A hip young couple traveling the English countryside stops for directions, and the fun begins. The man goes off to talk to some agriculturists experimenting with a radiation machine that provokes insects into devouring one another instead of precious crops. Uh-oh! If I were the one asking these guys for directions, I’d be like, “Dudes! You’re just begging to make people start feasting on each other!”
Anyway, the woman, waiting back at the car, suddenly feels a pair of eyes on her. Excellent zombie viewpoint and raucous music/zombie “sounds” accompany the appearance of the first of the living dead. A recently drowned man (it was in the local paper) turns out to be the only zombie hiding in the shadows of this desolate town for most of the movie. And yet, the tension remains high despite the seemingly limited threat. As the body count rises, the local detective begins to suspect that the couple is actually committing the murders—you know, the disemboweling and gutting. At one point, he even gets nasty with our male hero, criticizing his long hair and “faggot clothes.” Awesome.
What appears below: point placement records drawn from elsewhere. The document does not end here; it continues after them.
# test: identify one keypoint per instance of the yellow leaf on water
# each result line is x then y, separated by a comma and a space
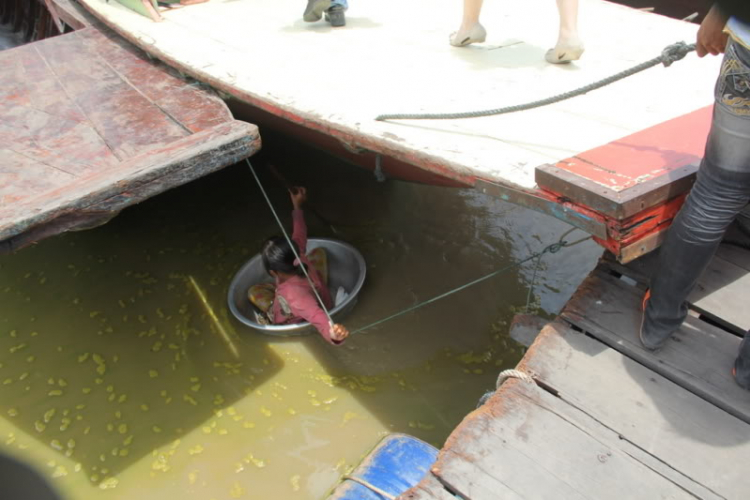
49, 414
109, 483
237, 491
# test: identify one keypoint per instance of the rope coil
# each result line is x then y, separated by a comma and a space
670, 54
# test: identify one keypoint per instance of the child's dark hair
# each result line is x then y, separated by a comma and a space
278, 256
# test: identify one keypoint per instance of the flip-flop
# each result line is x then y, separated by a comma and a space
564, 54
477, 35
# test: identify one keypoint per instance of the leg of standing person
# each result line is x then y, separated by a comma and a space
315, 9
742, 364
721, 191
470, 30
569, 46
335, 15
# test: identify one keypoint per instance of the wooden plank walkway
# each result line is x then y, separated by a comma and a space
604, 415
91, 125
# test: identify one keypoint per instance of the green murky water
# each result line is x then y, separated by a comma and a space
117, 383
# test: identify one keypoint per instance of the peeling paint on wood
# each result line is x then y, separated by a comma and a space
91, 126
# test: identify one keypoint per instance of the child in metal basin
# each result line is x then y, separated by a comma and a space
291, 299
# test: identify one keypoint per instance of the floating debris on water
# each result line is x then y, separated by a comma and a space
109, 483
237, 491
295, 482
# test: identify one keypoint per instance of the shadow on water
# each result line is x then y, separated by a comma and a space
108, 352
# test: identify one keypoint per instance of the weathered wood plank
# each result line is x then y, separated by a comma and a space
736, 255
428, 489
91, 125
112, 190
519, 445
721, 294
698, 357
194, 107
718, 294
687, 438
120, 114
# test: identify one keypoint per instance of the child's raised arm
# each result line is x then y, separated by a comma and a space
299, 228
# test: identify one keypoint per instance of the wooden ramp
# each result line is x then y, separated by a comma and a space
606, 418
90, 126
394, 56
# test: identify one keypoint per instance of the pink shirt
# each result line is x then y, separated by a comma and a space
297, 292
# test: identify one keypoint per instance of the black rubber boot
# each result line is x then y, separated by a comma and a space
335, 15
314, 10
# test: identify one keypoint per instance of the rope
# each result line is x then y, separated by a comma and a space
289, 240
553, 248
377, 490
506, 374
502, 377
669, 55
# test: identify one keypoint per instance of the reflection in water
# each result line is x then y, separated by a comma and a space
117, 353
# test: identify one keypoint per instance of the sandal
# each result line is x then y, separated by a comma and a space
477, 35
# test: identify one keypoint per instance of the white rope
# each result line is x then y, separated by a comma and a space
291, 245
506, 374
377, 490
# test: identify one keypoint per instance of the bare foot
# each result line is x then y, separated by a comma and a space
565, 51
464, 37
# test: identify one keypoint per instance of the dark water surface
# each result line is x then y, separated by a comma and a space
116, 380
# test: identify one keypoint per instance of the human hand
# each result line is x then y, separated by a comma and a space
711, 37
339, 333
298, 195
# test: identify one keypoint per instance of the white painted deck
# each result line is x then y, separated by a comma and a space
393, 56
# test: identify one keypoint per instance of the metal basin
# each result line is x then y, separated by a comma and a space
346, 268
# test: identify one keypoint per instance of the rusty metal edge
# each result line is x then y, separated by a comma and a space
617, 205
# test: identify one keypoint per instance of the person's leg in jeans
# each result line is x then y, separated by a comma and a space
721, 191
742, 365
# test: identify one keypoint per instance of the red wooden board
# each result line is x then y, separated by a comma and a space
645, 155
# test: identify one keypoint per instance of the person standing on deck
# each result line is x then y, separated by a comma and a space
568, 47
722, 188
333, 10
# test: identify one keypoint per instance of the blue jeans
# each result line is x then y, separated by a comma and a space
721, 191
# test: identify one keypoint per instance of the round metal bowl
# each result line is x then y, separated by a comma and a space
346, 268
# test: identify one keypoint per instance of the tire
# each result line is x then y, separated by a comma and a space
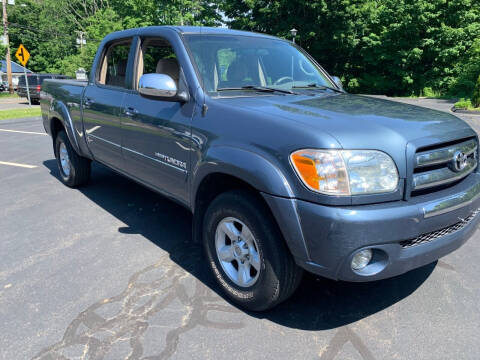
77, 172
278, 275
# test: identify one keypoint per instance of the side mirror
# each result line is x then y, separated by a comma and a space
162, 87
337, 81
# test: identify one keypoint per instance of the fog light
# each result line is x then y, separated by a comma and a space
361, 259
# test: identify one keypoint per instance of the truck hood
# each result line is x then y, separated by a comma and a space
355, 120
361, 122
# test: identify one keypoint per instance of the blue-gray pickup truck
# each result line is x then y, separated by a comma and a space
282, 169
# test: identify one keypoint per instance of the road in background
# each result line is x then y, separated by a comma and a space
8, 103
109, 271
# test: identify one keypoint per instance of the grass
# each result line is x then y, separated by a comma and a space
465, 105
4, 95
19, 113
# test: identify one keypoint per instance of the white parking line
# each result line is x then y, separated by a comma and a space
18, 165
89, 131
24, 132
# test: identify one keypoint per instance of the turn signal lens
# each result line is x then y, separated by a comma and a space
322, 170
346, 172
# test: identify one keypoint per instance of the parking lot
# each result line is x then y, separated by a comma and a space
110, 271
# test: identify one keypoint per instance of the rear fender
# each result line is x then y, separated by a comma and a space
60, 111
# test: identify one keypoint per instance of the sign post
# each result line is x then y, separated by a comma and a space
23, 56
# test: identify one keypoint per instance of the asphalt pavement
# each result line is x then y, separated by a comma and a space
15, 103
109, 271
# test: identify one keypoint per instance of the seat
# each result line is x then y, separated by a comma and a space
169, 67
116, 76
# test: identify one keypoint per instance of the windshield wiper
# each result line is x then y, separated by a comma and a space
320, 87
257, 88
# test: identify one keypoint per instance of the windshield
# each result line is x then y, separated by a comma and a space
232, 62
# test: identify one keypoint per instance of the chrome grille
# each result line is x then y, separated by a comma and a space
428, 237
444, 165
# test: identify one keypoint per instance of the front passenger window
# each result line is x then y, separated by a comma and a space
114, 65
158, 56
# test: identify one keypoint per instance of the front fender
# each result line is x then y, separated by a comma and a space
268, 179
251, 167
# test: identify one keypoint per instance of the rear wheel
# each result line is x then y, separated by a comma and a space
247, 253
74, 169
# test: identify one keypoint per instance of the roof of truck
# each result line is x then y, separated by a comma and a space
216, 30
187, 30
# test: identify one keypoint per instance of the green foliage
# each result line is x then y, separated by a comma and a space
49, 28
476, 94
394, 47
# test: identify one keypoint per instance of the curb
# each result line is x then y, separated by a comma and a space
460, 111
21, 120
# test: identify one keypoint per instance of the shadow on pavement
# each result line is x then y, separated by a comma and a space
318, 304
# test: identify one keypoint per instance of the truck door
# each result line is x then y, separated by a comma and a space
156, 140
102, 104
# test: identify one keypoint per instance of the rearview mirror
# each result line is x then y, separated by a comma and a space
337, 81
160, 86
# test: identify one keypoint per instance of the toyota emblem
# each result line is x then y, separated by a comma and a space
459, 161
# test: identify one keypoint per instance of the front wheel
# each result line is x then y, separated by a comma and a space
74, 169
247, 253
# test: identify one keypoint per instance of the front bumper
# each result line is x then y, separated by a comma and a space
323, 239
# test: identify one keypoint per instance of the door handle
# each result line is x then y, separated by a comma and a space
88, 102
130, 112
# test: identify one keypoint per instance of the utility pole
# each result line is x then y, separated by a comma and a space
5, 34
81, 40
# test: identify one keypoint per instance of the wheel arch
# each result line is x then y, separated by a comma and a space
59, 114
250, 172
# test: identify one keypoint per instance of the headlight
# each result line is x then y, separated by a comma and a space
346, 172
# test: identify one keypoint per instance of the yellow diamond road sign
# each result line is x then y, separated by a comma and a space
22, 55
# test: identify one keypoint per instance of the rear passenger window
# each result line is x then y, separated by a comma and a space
114, 65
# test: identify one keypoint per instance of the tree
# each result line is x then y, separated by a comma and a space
394, 47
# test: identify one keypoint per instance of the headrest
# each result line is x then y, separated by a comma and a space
169, 67
121, 67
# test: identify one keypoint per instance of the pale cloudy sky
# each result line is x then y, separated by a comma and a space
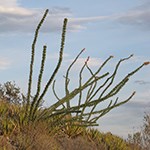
104, 28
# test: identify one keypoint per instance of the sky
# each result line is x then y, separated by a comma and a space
103, 28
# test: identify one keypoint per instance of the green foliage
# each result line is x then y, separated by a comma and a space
141, 139
10, 93
94, 92
22, 116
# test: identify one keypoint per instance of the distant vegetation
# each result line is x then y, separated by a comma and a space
25, 124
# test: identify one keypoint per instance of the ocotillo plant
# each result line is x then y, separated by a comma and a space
94, 92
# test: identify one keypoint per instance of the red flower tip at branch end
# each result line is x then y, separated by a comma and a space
83, 50
131, 55
146, 63
134, 93
87, 59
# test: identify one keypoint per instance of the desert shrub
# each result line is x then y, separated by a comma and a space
21, 115
141, 139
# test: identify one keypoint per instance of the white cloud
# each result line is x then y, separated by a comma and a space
15, 18
8, 3
93, 62
139, 16
4, 63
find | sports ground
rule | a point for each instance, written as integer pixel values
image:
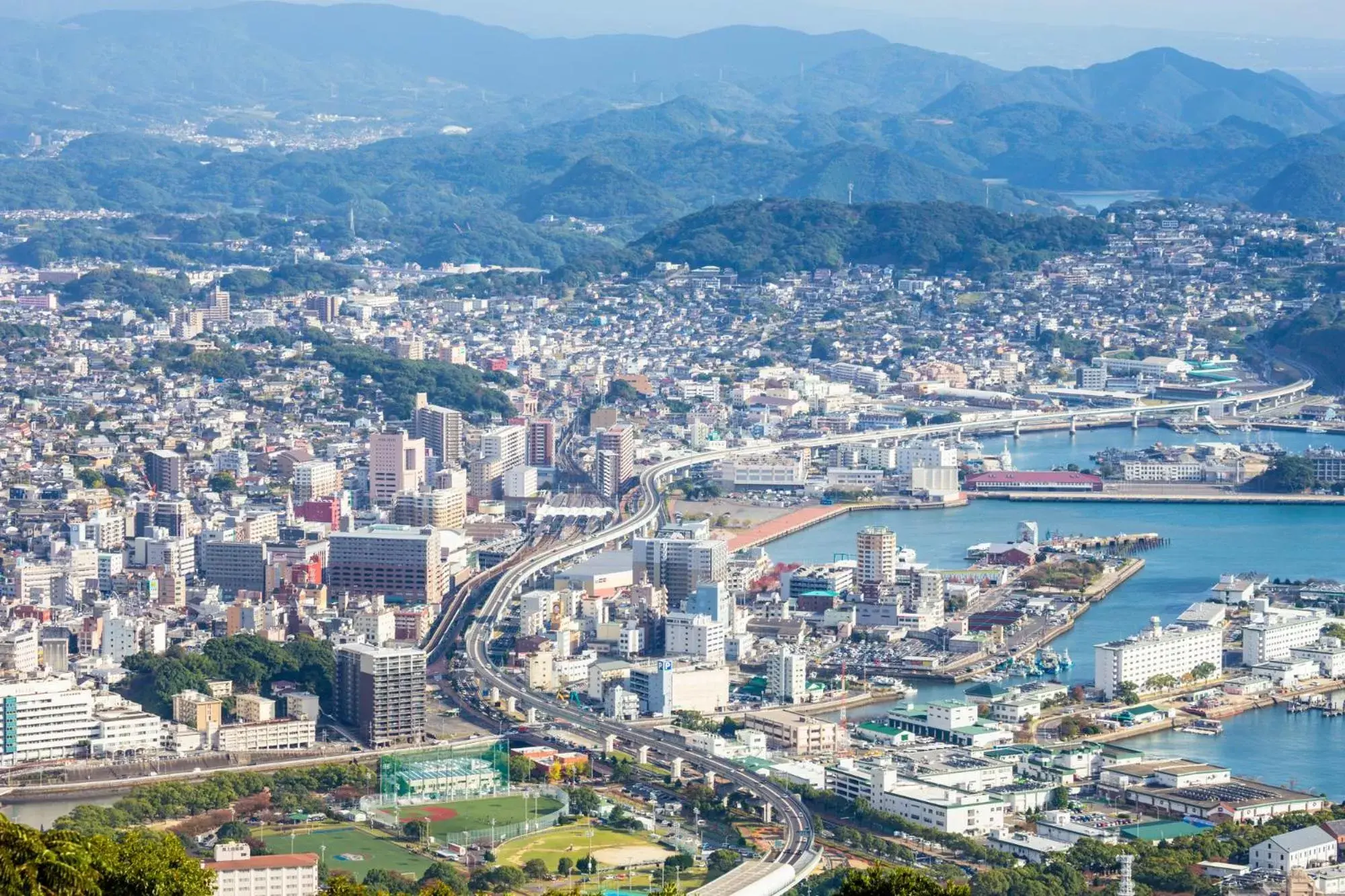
(345, 840)
(477, 814)
(610, 846)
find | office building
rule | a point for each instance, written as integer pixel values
(615, 464)
(787, 676)
(794, 733)
(1156, 651)
(876, 556)
(315, 479)
(442, 428)
(241, 873)
(400, 561)
(715, 600)
(506, 444)
(376, 626)
(950, 810)
(693, 635)
(541, 443)
(680, 564)
(20, 650)
(396, 464)
(381, 693)
(439, 509)
(166, 471)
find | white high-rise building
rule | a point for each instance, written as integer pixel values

Why worry about zombies when there’s a guy with faggot clothes threatening the safety of your town?
A mandatory visit to the cemetery finds the couple trapped in a basement with the main zombie and his friends, who rise from nearby coffins to join him, including a FREAKY old lady zombie that looks like a witch.
These zombies are no slouches. In fact, they’re pretty strong (they can unearth a tombstone and throw it) and they climb ladders! This scene delivers, and the director isn’t afraid to let darkness be darkness, a quality in horror films that has been lost in polished, sleek Hollywood films of the new millennium.
Quite a bit of the movie takes place in a dreary hospital, which is where the film reaches its climax with the largest zombie count and human slaughter, including a totally ridiculous strip down of a nurse by the zombies. As the film nears its end, you think the director is copping out and stealing the twist right out of the original Night of the Living Dead. Think again.